Nosotros, en cambio, no teníamos tanto de que preocuparnos. No nos interesaba que el presidente fuese Aramburu, Frondizi, Guido, Illia u Onganía. Todo estaba bien mientras Roma le atajara el penal a Delem, alguien le respondiera a Cacho Fontana “con seguridad”, el amor tuviera cara de mujer, los miembros de la familia Falcón se mantuvieran “juntitos-juntitos” y Palito y Violeta Rivas nos contagiaran su “fiebre de primavera”. Alejandro Romay -entretanto- prometía la llegada al país de unos falsos “Beatles”, algo mucho más emocionante que lo de Churchill, pero una mentira.
Por aquel entonces, los argentinos estábamos más desarrollados que Italia y que España. Teníamos cajas de jubilaciones, escuela pública, Universidad reformista, empresas que funcionaban y cosechas que alcanzaban para financiar el endeudamiento creciente a ra?z de nuestra imperceptible, pero progresiva, desindustrialización.

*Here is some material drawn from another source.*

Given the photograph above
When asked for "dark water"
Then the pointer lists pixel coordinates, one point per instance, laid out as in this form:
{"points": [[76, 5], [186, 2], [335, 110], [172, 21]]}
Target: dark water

La sociedad de consumo era el signo definitivo de la época, tanto en Londres como en Buenos Aires. Los Brown y mis padres formaban parte de ella. ¿Qué sucedió a partir de entonces, para que se ensancharan tanto las diferencias?
Europa asumió la crisis, distribuyó equilibradamente los costos de la reconstrucción, consolidó la Democracia parlamentaria y no perdió de vista el largo plazo. Nosotros, en cambio, permanecimos ensimismados en la euforia de creernos el eterno “granero del mundo”.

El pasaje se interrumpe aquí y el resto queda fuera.